After doing some research on maintenance on it I've realized that the line to the gun goes right into the fluid port. According to the manual there's supposed to be a filter at the fluid port.

It appears that either the previous owner used it w/o the filter or removed it before getting to me.

So I have no filter and no dump valve/bypass. Should I add one before I start using it?

Thanks-


----------



## 6126 (May 9, 2010)

They were probably spraying heavy materials like block filler, elatomerics, etc, so they took it out. Just order one. Since I mostly spray latex these days I use the course filters.


----------



## paintnoob (Aug 27, 2012)

I guess the follow up question would be, is SW the best place to get the filter assembly?


----------



## 6126 (May 9, 2010)

paintnoob said:


> I guess the follow up question would be, is SW the best place to get the filter assembly?


If they have one in stock, which they should. If not, just order on online


----------



## paintnoob (Aug 27, 2012)

just want to be clear that the whole filter assembly is missing, not just the filter.


----------



## Workaholic (Apr 17, 2007)

Post pics of what you are missing. I am confused on the dump by pass. Are you saying the knob for the pressure release is missing or is it something else?
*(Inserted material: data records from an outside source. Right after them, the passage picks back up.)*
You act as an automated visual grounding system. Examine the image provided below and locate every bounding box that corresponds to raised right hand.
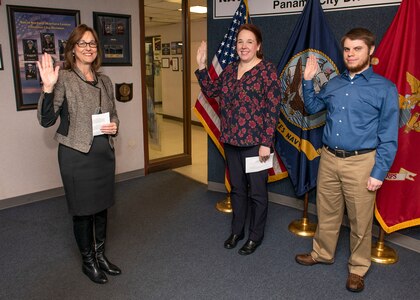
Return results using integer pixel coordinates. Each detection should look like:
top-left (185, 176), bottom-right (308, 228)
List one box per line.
top-left (197, 41), bottom-right (207, 70)
top-left (303, 54), bottom-right (318, 80)
top-left (36, 53), bottom-right (60, 93)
If you have to replace the entire valve that is between 45-90 depending on where you find it, although I am not entirely clear on what you need as why I asked for pics. 
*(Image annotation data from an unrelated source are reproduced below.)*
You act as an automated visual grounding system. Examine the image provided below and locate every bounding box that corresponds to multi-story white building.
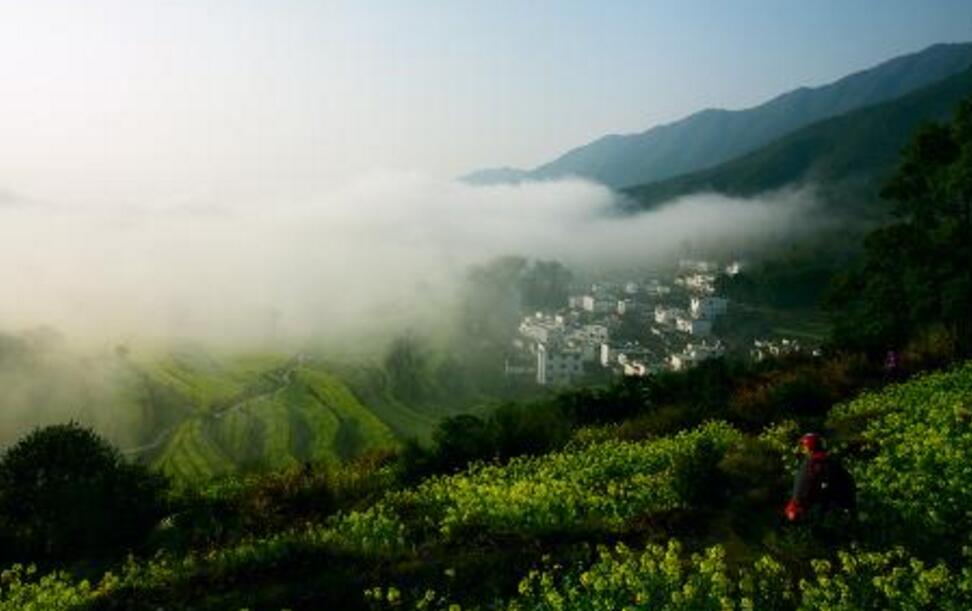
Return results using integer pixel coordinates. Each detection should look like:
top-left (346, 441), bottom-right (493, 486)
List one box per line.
top-left (689, 295), bottom-right (729, 320)
top-left (675, 316), bottom-right (712, 337)
top-left (655, 306), bottom-right (686, 326)
top-left (519, 312), bottom-right (566, 344)
top-left (581, 295), bottom-right (617, 314)
top-left (536, 344), bottom-right (587, 386)
top-left (668, 342), bottom-right (726, 371)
Are you talking about the manifold filter on the pump? I just looked at the link you provided yesterday and yes it looks like the manifold has been removed. Wish I would of noticed that yesterday but I just took a quick look, buying a bunch of things brings your price back up but at the price you got it for it makes it less of a blow. As long as the piston rod and sleeve are good that is.

Contact the member Mr.Fixit http://www.painttalk.com/members/list/ , Jack can probably get one out to you quicker than SW and probably more reasonable on the price. He has one listed on his site for 106.00 http://www.urepairsprayerparts.com/miscellaneous.html 

You could search around for a used/reconditioned one or contact your local service repair shops as well. Hopefully the unit is not a money pit.


----------



## Workaholic (Apr 17, 2007)

Look at this manual, your pump may have had some set up like this, and if so that would explain why the pressure release valve is missing as well. If you look at the image on the first page the release valve is on a set up with what they call a fluid outlet assembly.

http://wwwd.graco.com/Distributors/DLibrary.nsf/Files/820047/$file/820047d.pdf


----------



## paintnoob (Aug 27, 2012)

Here's a photo. yes, it's the whole mani filter housing. i'll have to ask if the urepairsprayerparts.com mani includes the filter support or if that's separate.

I see though that the mani filter housing does't have a pressure release valve on it...

edit:


----------



## mr.fixit (Aug 16, 2009)

looks like they eliminated the manifold filter assembly and prime valve before you got it. without the prime valve you can prime the unit by holding the trigger on the gun open while the unit is running. the problem that, that presents is the prime valve is also a safety valve. not many people are aware of this, if your machine over pressurizes which it can if you have a transducer or circuit board problem the prime valve will open so the unit is unable to continue to over pressurize and will eliminate burst hoses and such


----------